John Schellnhuber, climate specialist, has warned of a potentially rapid change in environmental conditions.
When the Queen made her unprecedented call for action on climate change at last week's Anglo-German conference, it coincided with John Schellnhuber's appointment as CBE in recognition of his work on the issue.
Professor Schellnhuber, of the Tyndall Centre for Climate Change Research at the University of East Anglia, has warned that too little is known about 12 environmental "tipping points" - such as the North Atlantic current, Asian monsoon and West Antarctic icesheet - that could lead to rapid climate change.
Climate change and the Bush Administration's reluctance to sign up to the Kyoto Protocol was expected to be on the agenda this week when Tony Blair becomes the first foreign leader to visit the White House since the American elections.

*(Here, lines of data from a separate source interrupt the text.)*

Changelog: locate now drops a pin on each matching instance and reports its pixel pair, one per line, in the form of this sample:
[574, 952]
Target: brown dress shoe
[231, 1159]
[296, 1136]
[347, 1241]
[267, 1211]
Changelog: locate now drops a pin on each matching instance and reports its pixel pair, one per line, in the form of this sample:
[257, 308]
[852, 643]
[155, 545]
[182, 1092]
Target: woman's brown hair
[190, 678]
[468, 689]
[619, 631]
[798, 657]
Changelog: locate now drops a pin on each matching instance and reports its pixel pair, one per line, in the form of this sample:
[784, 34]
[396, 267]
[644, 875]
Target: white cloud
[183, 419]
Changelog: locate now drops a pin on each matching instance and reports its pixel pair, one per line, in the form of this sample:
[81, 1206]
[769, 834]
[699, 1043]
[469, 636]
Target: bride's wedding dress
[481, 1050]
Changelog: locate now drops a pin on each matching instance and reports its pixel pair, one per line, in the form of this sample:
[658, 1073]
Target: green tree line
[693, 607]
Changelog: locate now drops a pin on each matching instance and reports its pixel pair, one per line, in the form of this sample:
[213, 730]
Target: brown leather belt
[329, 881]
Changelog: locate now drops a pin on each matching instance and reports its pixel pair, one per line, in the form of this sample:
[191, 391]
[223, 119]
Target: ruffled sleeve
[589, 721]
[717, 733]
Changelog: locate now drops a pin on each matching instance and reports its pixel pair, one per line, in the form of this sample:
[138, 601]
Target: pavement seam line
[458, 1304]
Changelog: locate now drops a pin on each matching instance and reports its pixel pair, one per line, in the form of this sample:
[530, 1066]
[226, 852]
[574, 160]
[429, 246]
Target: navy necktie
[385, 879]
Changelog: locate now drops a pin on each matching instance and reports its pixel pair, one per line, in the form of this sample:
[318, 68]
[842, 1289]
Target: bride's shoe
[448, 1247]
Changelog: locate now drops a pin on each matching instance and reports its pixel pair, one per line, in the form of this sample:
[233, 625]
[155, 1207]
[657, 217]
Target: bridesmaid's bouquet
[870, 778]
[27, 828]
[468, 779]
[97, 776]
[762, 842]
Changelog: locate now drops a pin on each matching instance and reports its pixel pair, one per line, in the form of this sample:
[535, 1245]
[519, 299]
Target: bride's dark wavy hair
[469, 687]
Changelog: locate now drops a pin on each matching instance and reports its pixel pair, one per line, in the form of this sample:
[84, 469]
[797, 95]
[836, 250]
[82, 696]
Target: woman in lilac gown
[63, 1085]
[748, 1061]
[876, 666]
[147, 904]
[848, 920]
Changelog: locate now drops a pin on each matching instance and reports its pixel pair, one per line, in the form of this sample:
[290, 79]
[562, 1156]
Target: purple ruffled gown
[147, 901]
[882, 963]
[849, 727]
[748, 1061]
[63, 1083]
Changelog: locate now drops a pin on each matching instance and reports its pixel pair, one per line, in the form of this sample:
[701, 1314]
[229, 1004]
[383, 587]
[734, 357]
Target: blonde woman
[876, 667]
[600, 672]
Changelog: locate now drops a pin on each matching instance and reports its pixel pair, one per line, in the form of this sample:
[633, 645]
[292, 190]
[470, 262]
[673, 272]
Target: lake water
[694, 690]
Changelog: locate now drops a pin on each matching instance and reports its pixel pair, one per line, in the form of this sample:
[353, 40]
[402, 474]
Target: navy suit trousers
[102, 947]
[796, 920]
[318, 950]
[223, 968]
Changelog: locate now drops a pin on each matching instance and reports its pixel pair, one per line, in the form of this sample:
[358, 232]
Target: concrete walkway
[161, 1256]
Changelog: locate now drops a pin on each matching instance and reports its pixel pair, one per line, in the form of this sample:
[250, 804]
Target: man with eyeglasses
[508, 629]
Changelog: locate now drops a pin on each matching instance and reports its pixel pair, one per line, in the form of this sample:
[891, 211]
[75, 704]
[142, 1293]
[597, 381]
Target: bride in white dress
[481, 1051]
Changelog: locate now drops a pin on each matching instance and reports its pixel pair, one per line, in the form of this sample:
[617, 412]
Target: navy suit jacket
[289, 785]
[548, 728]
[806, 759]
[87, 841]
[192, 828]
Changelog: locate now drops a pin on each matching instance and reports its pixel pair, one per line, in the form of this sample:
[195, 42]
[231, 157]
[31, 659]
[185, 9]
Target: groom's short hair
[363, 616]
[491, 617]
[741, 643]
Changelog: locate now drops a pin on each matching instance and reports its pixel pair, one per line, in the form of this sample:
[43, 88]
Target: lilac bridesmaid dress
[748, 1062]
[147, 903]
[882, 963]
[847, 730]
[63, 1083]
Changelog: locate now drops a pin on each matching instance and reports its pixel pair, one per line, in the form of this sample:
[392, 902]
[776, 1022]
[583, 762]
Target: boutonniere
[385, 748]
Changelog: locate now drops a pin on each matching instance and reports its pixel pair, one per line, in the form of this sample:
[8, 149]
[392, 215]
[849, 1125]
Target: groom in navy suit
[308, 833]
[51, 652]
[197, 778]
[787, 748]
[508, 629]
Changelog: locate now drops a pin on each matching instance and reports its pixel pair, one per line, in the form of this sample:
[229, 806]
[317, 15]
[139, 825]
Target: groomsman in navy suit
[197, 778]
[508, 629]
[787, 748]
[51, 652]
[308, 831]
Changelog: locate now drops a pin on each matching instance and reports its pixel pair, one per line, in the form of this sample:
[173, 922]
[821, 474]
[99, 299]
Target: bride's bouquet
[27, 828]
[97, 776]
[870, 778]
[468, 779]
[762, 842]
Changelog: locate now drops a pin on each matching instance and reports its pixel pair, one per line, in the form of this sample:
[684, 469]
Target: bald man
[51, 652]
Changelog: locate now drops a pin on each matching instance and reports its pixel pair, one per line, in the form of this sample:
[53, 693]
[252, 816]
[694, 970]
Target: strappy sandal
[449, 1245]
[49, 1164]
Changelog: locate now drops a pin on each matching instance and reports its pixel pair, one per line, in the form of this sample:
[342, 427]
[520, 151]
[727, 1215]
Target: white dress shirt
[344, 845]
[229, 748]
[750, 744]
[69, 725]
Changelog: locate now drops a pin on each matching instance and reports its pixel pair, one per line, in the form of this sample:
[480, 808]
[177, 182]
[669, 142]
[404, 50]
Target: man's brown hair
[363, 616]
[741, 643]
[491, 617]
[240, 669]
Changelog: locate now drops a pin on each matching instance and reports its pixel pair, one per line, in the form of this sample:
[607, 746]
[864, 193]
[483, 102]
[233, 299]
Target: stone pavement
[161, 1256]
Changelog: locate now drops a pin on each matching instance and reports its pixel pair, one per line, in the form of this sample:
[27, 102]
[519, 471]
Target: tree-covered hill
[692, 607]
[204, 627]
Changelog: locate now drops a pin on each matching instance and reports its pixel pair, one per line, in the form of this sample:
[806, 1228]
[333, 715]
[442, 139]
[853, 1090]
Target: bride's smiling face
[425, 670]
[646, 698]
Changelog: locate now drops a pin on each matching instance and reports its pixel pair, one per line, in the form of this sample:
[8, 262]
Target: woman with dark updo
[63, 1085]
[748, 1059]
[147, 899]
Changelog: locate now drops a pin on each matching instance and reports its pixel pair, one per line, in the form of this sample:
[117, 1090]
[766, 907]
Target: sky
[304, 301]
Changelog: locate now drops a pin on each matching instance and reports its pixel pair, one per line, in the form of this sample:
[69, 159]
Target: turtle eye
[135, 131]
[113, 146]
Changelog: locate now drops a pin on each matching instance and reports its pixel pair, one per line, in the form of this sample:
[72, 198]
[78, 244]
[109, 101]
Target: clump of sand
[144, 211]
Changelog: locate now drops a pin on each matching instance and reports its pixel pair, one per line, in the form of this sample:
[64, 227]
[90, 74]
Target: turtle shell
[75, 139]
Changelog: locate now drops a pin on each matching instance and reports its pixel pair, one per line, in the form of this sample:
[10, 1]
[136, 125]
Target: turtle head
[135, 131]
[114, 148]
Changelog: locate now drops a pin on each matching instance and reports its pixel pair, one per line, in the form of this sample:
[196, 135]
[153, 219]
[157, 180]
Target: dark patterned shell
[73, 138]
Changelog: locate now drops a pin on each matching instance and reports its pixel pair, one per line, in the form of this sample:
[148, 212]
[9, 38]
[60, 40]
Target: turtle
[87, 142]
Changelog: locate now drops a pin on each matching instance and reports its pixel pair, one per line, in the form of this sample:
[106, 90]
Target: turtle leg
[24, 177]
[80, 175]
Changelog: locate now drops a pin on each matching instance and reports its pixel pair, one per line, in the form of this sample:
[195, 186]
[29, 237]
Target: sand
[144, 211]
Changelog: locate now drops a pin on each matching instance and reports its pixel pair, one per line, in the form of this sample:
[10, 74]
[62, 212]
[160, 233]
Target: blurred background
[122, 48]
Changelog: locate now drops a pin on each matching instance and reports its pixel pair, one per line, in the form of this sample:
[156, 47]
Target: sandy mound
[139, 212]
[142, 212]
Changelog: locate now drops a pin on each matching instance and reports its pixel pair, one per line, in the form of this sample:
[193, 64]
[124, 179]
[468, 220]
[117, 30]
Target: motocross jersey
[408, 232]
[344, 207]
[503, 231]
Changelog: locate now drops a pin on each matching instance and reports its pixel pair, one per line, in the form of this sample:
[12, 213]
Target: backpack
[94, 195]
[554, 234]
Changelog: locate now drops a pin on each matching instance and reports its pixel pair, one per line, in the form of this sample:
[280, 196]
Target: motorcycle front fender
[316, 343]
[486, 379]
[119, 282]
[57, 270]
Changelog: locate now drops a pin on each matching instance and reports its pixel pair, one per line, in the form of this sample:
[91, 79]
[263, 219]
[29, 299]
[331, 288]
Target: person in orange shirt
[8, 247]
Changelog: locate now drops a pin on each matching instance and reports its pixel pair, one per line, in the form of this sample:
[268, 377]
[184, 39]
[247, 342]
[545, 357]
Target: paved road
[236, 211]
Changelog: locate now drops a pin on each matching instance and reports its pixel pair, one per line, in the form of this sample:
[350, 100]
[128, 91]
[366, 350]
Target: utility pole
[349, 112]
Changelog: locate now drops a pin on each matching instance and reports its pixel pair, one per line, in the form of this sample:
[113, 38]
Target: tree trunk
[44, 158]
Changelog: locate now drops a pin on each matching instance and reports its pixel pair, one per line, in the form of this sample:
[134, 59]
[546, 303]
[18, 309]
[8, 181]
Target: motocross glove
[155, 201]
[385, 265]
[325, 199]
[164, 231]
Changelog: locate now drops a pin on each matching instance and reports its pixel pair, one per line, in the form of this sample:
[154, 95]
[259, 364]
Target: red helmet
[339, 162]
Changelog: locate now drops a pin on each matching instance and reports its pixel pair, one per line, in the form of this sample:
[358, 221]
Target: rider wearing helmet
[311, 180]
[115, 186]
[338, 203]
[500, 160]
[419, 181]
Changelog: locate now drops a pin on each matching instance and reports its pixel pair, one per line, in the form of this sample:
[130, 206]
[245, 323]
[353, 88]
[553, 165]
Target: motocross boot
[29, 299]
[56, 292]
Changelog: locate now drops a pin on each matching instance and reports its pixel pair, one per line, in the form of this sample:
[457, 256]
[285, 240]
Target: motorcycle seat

An attempt to forge a new global agreement is expected to be a priority when Mr Blair takes the presidency of the G8 grouping of industrial nations next year.
Professor Schellnhuber said in a recent BBC interview: "We're investing too much in things like improving the accuracy of our weather forecasts, while the really vital elements in the earth's system are the unstable phenomena like the monsoon.
"We should have a much better understanding of these tipping points, and we have to do everything we can to stop short of triggering these instabilities."
He added: "Scientists have begun to realise that change could be sudden, not gradual - in some cases it could happen within a few decades."